Он молча смотрел на нее, потом спросил серьезно:
– Ты, наверное, настоящий ученый?
Она поймала себя на том, что прежде на этот вопрос наверняка бы отшутилась.
– Ну... в общем, да... – проговорила она, неловко усмехнувшись. – В общем, в своем деле... в своем деле, понимаешь? Да, у меня много статей, много ссылок на меня в международных научных журналах... Впрочем, это неважно, чепуха... Я заморочила тебе голову.
Накинула халат, прошлась по комнате, закурила. Щенок спал в кресле, обморочно закатив глаза, подергивая ухом.
– Что мне с ним делать? – спросила она задумчиво. – Что делать с собакой, а?
– Хочешь, я возьму его в Падую? – предложил Антонио. – Там у тети дом с огромным садом. Ему будет хорошо.
Он вскочил с кровати, присел на корточки перед спящим щенком, потрепал его за ухом.
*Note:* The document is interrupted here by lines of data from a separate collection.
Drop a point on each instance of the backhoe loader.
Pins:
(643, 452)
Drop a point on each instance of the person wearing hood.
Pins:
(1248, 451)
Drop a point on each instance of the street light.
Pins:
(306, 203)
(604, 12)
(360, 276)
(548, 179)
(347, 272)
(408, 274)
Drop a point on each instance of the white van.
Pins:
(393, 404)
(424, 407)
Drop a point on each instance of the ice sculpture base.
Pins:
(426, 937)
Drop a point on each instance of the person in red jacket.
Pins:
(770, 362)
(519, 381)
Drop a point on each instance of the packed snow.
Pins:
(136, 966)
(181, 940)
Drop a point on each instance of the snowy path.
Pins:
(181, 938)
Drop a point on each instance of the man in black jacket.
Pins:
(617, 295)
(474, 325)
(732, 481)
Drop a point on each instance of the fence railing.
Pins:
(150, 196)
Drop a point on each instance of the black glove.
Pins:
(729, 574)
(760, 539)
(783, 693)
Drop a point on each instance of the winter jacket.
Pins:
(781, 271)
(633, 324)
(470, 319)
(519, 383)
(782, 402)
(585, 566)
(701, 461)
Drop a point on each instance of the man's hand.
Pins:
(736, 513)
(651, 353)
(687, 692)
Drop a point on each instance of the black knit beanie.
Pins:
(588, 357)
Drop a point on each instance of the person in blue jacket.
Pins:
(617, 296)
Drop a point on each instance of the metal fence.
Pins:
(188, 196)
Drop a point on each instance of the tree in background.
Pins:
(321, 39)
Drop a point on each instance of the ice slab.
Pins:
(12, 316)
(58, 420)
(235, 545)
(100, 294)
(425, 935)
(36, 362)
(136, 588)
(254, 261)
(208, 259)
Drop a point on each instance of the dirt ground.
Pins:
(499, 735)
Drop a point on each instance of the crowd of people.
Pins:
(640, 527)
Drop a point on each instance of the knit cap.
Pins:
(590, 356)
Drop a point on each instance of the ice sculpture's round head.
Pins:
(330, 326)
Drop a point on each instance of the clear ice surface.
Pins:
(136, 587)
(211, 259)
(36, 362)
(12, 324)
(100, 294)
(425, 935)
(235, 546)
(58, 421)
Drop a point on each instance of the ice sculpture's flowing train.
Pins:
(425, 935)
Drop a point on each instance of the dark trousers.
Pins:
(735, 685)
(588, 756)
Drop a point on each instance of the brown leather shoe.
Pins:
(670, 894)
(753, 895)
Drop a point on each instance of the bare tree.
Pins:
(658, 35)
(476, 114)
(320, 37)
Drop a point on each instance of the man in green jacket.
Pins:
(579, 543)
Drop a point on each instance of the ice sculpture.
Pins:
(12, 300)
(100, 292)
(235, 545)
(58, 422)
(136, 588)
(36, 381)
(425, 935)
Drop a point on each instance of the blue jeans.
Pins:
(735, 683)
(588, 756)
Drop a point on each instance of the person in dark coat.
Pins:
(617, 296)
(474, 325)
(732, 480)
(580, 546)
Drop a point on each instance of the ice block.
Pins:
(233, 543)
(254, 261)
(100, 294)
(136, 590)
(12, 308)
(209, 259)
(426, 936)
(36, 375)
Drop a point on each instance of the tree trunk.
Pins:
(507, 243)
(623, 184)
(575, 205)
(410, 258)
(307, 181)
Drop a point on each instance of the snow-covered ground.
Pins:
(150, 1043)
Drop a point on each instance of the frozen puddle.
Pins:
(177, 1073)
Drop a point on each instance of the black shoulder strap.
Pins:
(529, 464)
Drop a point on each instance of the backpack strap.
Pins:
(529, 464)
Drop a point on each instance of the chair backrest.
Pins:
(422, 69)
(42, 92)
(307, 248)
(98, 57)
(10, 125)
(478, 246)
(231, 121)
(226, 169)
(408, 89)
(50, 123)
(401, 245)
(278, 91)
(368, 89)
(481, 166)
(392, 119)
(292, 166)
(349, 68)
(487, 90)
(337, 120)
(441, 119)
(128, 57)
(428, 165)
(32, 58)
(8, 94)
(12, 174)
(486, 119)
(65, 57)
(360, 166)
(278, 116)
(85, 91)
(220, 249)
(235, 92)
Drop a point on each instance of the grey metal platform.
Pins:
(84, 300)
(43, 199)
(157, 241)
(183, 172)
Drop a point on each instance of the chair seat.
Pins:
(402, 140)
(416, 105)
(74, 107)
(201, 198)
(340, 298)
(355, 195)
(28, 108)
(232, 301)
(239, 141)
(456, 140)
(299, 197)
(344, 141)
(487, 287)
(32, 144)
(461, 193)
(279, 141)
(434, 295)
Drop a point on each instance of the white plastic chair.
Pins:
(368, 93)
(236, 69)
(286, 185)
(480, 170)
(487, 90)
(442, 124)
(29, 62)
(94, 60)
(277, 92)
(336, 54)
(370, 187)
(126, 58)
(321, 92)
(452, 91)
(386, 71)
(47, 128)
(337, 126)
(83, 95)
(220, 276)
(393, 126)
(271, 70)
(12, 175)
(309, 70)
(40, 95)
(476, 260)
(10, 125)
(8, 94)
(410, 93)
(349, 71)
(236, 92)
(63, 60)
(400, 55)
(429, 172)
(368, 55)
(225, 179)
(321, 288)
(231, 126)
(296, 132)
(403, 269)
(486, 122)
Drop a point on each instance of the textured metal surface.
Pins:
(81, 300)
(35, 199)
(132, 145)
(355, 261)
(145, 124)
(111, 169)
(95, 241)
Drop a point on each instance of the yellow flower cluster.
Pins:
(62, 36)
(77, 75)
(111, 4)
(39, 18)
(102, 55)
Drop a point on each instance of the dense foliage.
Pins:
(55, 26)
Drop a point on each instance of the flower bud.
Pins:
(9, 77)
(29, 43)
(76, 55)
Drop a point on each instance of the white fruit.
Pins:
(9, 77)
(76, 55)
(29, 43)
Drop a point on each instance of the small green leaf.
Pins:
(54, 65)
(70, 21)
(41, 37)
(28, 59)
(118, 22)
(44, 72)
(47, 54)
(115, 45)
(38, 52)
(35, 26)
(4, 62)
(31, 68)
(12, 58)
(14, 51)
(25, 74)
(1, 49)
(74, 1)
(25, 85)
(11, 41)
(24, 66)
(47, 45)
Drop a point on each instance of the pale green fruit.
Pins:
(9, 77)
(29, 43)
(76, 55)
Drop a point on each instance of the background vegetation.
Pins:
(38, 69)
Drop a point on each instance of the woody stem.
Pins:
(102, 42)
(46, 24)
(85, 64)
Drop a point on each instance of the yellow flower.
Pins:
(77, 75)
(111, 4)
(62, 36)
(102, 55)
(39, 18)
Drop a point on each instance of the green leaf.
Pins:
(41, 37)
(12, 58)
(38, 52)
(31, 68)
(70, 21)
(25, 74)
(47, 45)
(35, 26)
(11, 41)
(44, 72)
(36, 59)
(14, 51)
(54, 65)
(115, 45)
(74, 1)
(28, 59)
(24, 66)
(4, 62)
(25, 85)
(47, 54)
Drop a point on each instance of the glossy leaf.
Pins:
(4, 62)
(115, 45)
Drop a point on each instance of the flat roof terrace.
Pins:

В этом непринужденном бесстыдстве есть что-то от языческих статуй, подумала она, – обнаженный юноша-пастух с собакой... Вслух сказала:
– Конечно, возьми. Это хороший итальянский пес. Ему положено жить в Падуе...
– А как мы его назовем? – спросил он.
– Кутя.
Он поднял брови:
– Как? Кутио?
– Ну, приблизительно... А сейчас, дорогой, иди... Пора.
– Хочешь, я попрошу Марио, он меня подменит? Я могу остаться с тобой до утра!